Запасный выход - Кочергин Илья Николаевич
Я хотел спросить, что такое дрот, но Стёпина цепочка была длинной и красивой, она вилась, вилась, пестрила наименованиями невиданных промышленных изделий и разного сырья, ее жалко было прерывать. Потом цепочка замкнулась, сказочным образом реализовалась, и стал Стёпа жить-поживать. И вскоре даже нажил сахарный завод. Потом история как-то резко ускорилась и завершилась потерей сахарного завода без особых подробностей. Но осталось главное – красивая история, а также остался в целости и сохранности сам Стёпа, который до сих пор занимается сахаром.

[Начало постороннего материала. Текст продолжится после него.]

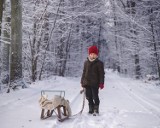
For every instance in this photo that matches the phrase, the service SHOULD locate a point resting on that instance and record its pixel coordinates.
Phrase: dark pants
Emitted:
(92, 96)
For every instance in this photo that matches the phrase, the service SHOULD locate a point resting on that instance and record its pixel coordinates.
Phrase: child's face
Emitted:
(92, 56)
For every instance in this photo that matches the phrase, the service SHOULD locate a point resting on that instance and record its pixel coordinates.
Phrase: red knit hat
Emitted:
(93, 49)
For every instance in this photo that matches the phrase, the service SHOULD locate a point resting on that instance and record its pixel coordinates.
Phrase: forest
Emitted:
(43, 38)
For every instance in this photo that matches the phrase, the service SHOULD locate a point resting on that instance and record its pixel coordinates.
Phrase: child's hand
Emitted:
(101, 86)
(81, 91)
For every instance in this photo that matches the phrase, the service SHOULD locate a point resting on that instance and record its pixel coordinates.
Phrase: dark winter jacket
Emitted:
(93, 73)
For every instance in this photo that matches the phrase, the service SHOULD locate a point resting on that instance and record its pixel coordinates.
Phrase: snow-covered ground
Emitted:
(125, 103)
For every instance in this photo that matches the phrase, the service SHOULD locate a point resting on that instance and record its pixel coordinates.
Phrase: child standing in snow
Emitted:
(93, 79)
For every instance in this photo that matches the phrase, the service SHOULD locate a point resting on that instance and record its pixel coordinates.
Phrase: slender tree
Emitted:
(16, 43)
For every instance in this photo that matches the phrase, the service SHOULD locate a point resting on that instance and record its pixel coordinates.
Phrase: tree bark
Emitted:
(1, 13)
(16, 41)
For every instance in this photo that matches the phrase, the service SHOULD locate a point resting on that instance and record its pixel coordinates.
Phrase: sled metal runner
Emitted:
(60, 110)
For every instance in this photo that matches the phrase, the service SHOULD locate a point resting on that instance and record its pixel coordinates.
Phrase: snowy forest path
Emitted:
(124, 103)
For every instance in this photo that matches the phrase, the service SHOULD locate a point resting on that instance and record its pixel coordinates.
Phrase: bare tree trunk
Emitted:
(48, 41)
(1, 13)
(16, 43)
(155, 50)
(117, 63)
(6, 52)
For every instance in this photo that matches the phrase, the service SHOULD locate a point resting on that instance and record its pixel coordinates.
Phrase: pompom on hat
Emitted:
(93, 49)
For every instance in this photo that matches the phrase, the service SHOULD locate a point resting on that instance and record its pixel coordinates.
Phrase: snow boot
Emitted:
(90, 109)
(96, 110)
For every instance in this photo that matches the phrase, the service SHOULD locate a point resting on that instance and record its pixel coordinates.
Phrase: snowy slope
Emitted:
(125, 103)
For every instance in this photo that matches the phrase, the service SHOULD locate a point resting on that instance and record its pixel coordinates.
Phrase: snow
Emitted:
(125, 103)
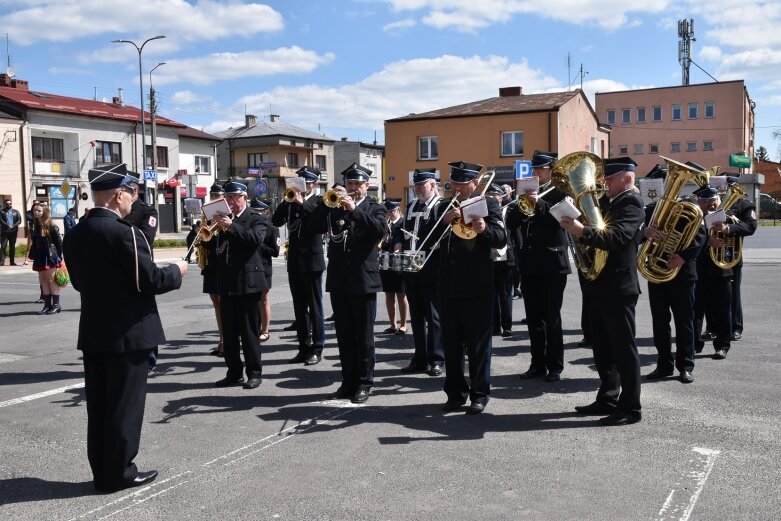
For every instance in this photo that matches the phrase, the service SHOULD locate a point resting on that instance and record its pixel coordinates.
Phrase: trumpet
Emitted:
(333, 198)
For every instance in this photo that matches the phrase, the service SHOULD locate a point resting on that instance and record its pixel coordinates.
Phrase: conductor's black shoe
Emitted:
(360, 396)
(453, 405)
(252, 383)
(312, 360)
(434, 370)
(533, 372)
(228, 381)
(595, 409)
(477, 406)
(686, 377)
(340, 393)
(659, 373)
(619, 418)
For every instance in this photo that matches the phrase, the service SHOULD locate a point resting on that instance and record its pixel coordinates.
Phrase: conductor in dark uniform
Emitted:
(355, 228)
(241, 281)
(612, 296)
(544, 266)
(305, 266)
(110, 263)
(675, 296)
(416, 235)
(466, 288)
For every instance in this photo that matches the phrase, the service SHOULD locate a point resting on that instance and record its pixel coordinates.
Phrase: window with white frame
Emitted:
(512, 143)
(428, 147)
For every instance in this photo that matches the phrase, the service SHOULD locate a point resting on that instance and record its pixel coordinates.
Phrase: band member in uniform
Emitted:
(354, 229)
(241, 281)
(269, 249)
(393, 281)
(466, 288)
(612, 296)
(305, 266)
(713, 296)
(544, 265)
(676, 296)
(109, 263)
(421, 286)
(746, 213)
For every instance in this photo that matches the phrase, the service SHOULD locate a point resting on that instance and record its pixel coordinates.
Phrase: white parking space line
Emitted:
(43, 394)
(680, 503)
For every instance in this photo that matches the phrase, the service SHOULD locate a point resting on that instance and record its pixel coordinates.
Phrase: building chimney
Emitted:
(506, 92)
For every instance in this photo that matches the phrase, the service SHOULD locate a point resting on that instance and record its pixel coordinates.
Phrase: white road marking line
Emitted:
(680, 509)
(43, 394)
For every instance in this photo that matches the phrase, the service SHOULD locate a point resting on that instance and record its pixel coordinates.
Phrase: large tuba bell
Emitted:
(728, 256)
(677, 221)
(580, 175)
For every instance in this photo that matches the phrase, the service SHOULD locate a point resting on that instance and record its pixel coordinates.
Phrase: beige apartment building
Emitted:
(494, 132)
(703, 123)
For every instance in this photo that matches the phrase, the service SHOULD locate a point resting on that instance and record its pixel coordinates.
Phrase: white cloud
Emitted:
(66, 20)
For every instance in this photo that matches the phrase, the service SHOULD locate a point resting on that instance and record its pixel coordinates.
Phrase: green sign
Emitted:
(739, 161)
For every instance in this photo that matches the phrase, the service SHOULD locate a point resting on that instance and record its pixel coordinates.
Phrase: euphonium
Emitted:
(727, 257)
(580, 174)
(677, 221)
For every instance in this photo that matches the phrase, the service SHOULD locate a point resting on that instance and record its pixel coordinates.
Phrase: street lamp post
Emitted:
(141, 90)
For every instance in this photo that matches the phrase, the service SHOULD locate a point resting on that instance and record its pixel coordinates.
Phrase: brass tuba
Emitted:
(728, 256)
(580, 175)
(677, 221)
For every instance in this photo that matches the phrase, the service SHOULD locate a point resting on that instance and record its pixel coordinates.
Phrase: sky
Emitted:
(343, 67)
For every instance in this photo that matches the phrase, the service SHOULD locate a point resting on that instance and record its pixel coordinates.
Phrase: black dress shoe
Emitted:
(360, 396)
(659, 373)
(477, 406)
(620, 418)
(533, 372)
(228, 381)
(434, 370)
(453, 405)
(595, 409)
(252, 383)
(686, 377)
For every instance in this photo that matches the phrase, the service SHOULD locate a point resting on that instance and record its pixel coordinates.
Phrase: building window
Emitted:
(108, 152)
(162, 156)
(512, 143)
(48, 149)
(202, 165)
(320, 162)
(428, 148)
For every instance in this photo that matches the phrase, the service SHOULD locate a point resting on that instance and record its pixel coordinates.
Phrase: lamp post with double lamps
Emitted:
(141, 90)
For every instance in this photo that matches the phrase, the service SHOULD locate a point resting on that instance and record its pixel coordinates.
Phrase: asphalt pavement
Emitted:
(704, 451)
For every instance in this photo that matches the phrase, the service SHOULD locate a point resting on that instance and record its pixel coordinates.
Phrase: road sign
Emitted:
(523, 169)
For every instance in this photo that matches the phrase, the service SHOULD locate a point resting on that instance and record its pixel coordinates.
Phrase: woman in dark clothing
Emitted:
(44, 247)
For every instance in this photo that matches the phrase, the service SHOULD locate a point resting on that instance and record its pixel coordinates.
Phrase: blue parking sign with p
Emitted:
(523, 169)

И еще они оба – и брат, и Стёпа – говорили о сахаре и обо всем, что с ним связано: о кристаллизации, о вакуум-аппаратах для кристаллизации, об очистке и сепарации, о бетаиновой фракции, о мелассе, о людях, которые хорошо разбираются в сахаре, о людях, которые ни черта не понимают в сахаре, но при этом тужатся изобразить, как будто что-то понимают, даже пишут какие-то учебники. Впрочем, время от времени они спохватывались и откладывали тему сахара из вежливости, заботясь, чтобы застольная беседа была интересна и мне тоже. Зря они откладывали эту тему, по-моему, именно сахар делал их позитивными и бодрыми.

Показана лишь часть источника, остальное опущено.